Re: Monitoring a repository for changes

Eric Wong <e@xxxxxxxxx> · Wed, 21 Jun 2017 19:52:52 +0000

Ævar Arnfjörð Bjarmason <avarab@xxxxxxxxx> wrote:
> On Wed, Jun 21 2017, Tim Hutt jotted:
> 
> > Hi,
> >
> > Currently if you want to monitor a repository for changes there are
> > three options:
> >
> > * Polling - run a script to check for updates every 60 seconds.
> > * Server side hooks
> > * Web hooks (on Github, Bitbucket etc.)
> >
> > Unfortunately for many (most?) cases server-side hooks and web hooks
> > are not suitable. They require you to both have admin access to the
> > repo and have a public server available to push updates to.

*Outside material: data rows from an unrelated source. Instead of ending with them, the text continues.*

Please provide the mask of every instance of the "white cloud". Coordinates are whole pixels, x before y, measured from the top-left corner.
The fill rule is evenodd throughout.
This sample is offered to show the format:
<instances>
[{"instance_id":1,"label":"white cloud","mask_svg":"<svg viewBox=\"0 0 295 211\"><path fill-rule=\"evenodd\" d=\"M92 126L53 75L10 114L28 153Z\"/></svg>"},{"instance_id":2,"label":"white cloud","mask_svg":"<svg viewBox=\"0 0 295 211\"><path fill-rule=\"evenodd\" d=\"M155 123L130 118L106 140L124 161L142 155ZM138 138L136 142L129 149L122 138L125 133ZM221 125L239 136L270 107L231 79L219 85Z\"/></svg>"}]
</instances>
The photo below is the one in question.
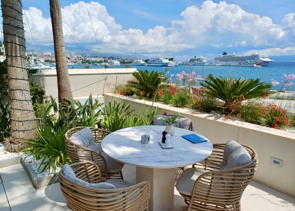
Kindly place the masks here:
<instances>
[{"instance_id":1,"label":"white cloud","mask_svg":"<svg viewBox=\"0 0 295 211\"><path fill-rule=\"evenodd\" d=\"M287 56L295 55L295 47L289 47L285 48L269 48L261 50L251 50L245 53L245 55L251 54L266 53L269 56Z\"/></svg>"},{"instance_id":2,"label":"white cloud","mask_svg":"<svg viewBox=\"0 0 295 211\"><path fill-rule=\"evenodd\" d=\"M98 2L87 4L102 52L136 50L163 54L201 46L268 46L270 49L295 46L294 13L286 14L279 25L273 23L269 17L248 13L237 5L207 0L199 7L187 7L180 14L182 20L171 21L169 28L157 26L144 34L140 29L123 29L106 7ZM63 24L76 42L96 43L85 2L71 4L62 8L61 11ZM133 11L150 17L151 14L143 12ZM50 18L44 18L41 11L35 7L30 7L26 13L35 41L52 43ZM24 19L26 23L24 16ZM27 25L25 28L27 40L31 42ZM74 42L65 28L63 32L65 42ZM97 49L97 45L93 48Z\"/></svg>"}]
</instances>

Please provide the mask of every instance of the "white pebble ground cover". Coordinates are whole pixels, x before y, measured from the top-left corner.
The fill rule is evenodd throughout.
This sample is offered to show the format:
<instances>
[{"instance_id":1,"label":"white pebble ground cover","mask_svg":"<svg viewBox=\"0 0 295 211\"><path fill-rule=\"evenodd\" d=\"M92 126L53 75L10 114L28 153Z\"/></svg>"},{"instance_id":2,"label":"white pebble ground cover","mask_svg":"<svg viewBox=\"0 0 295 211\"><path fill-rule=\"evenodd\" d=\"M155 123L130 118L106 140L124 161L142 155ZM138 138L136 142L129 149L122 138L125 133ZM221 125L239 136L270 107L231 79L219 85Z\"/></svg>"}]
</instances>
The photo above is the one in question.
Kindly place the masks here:
<instances>
[{"instance_id":1,"label":"white pebble ground cover","mask_svg":"<svg viewBox=\"0 0 295 211\"><path fill-rule=\"evenodd\" d=\"M24 154L22 153L10 152L5 150L5 145L0 142L0 160Z\"/></svg>"},{"instance_id":2,"label":"white pebble ground cover","mask_svg":"<svg viewBox=\"0 0 295 211\"><path fill-rule=\"evenodd\" d=\"M35 173L36 174L36 175L37 175L37 176L38 177L38 178L40 178L45 176L53 174L54 172L53 169L53 166L54 164L54 162L51 162L51 164L50 164L50 171L48 170L48 167L47 167L46 169L44 172L41 172L41 171L45 166L44 164L46 163L47 161L48 160L48 158L46 158L45 159L43 164L41 165L40 169L39 168L39 167L40 166L40 164L41 164L42 159L41 159L41 160L34 160L34 157L32 155L30 155L28 156L27 157L26 159L26 161L29 162L31 165L31 166L32 166L32 168L35 172ZM38 170L38 169L39 169L39 170ZM56 173L59 172L59 171L61 170L61 168L59 166L57 166Z\"/></svg>"}]
</instances>

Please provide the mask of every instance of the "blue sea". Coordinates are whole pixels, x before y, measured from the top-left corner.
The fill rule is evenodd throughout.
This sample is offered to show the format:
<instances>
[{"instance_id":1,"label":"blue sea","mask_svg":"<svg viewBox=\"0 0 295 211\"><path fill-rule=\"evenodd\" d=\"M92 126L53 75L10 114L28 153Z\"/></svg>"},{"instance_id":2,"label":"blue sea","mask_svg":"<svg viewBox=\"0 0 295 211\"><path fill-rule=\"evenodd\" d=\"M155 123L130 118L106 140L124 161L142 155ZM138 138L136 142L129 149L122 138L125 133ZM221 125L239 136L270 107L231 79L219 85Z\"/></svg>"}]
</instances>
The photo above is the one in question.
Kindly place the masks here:
<instances>
[{"instance_id":1,"label":"blue sea","mask_svg":"<svg viewBox=\"0 0 295 211\"><path fill-rule=\"evenodd\" d=\"M83 69L86 65L74 65L75 69ZM89 68L92 68L91 65L88 65ZM123 68L125 65L122 65L118 67L110 67L110 68ZM135 66L131 65L131 67L135 67ZM68 66L69 69L71 65ZM138 66L136 68L138 70L147 70L149 71L155 70L158 71L164 72L165 67L151 66ZM93 65L92 68L103 68L103 66ZM208 74L211 74L216 77L231 77L236 78L239 78L247 79L250 78L258 78L262 81L270 82L271 79L273 79L280 82L280 84L273 87L273 89L278 90L281 87L282 79L281 76L283 74L295 74L295 62L273 62L271 66L269 67L245 67L229 66L199 66L195 65L179 65L177 67L168 67L169 73L166 76L170 77L170 74L175 75L180 74L182 71L185 71L187 73L191 72L195 72L198 75L204 76L205 78ZM175 76L174 76L175 80ZM295 88L295 82L293 82L294 85L291 88L291 90ZM199 86L198 83L195 86Z\"/></svg>"}]
</instances>

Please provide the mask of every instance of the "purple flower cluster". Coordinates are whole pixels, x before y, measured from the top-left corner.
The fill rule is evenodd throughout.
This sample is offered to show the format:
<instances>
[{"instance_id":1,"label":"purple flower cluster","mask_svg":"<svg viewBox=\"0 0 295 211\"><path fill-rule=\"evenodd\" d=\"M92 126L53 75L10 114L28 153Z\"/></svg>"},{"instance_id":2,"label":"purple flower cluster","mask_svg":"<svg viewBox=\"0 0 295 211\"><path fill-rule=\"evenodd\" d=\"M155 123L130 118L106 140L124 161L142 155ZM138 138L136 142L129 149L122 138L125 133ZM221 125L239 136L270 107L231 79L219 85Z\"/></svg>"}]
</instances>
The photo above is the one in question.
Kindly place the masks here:
<instances>
[{"instance_id":1,"label":"purple flower cluster","mask_svg":"<svg viewBox=\"0 0 295 211\"><path fill-rule=\"evenodd\" d=\"M287 75L286 74L283 74L281 78L284 79L282 82L284 83L284 86L285 87L282 89L282 90L285 91L286 88L289 89L293 85L293 82L291 81L295 79L295 75L289 74Z\"/></svg>"},{"instance_id":2,"label":"purple flower cluster","mask_svg":"<svg viewBox=\"0 0 295 211\"><path fill-rule=\"evenodd\" d=\"M187 81L188 83L186 83L185 85L187 86L190 85L193 86L195 83L198 82L196 77L196 75L197 74L194 72L192 72L191 73L186 73L183 71L181 74L176 74L175 76L177 81L182 81L183 86L184 86L185 83Z\"/></svg>"}]
</instances>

That is a
> > huge faff when all I want to do is run some local code when a repo is
> > updated (e.g. play a sound).

Yeah, it kinda sucks that way.

Currently, for one of my public-inbox mirrors which has ssh
access to the primary server on public-inbox.org, I have:

	#!/bin/sh
	while true
	do
		# GNU tail(1) uses inotify to avoid polling on Linux
		ssh public-inbox.org tail -F /path/to/git-vger.git/info/refs | \
				while read sha1 ref
		do
			for GIT_DIR in git-vger.git
			do
				export GIT_DIR
				git fetch || continue
				git update-server-info
				public-inbox-index # update Xapian index
			done
		done
	done

It's not perfect as it requires multiple processes on the
server, but it's better than polling for my limited use.

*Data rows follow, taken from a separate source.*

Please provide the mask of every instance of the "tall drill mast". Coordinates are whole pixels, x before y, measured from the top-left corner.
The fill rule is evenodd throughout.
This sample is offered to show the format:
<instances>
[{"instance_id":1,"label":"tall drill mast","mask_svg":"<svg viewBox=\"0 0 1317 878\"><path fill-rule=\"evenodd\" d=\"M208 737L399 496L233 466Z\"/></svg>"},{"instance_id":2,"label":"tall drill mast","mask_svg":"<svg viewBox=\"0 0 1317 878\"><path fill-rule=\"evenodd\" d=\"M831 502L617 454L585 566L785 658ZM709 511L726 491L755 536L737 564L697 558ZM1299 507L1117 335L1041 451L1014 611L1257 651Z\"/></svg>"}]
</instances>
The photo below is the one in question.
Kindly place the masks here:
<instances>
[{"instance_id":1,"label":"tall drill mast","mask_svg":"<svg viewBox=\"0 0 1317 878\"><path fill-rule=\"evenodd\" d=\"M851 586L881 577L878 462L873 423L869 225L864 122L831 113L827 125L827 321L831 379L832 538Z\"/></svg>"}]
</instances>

> > Currently people resort to polling
> > (https://stackoverflow.com/a/5199111/265521) which is just ugly. I
> > would like to propose that there should be a forth option that uses a
> > persistent connection to monitor the repo. It would be used something
> > like this:
> >
> >     git watch https://github.com/git/git.git
> >
> > or
> >
> >     git watch git@xxxxxxxxxx:git/git.git
> >
> > It would then print simple messages to stdout. The complexity of what
> > it prints is up for debate, - it could be something as simple as
> > "PUSH\n", or it could include more information, e.g. JSON-encoded
> > information about the commits. I'd be happy with just "PUSH\n" though.
> 
> Insofar as this could be implemented in some standard way in Git it's
> likely to have a large overlap with the "protocol v2" that keeps coming
> up here on-list. You might want to search for past threads discussing
> that.

Yeah, it hasn't been a priority for me, either...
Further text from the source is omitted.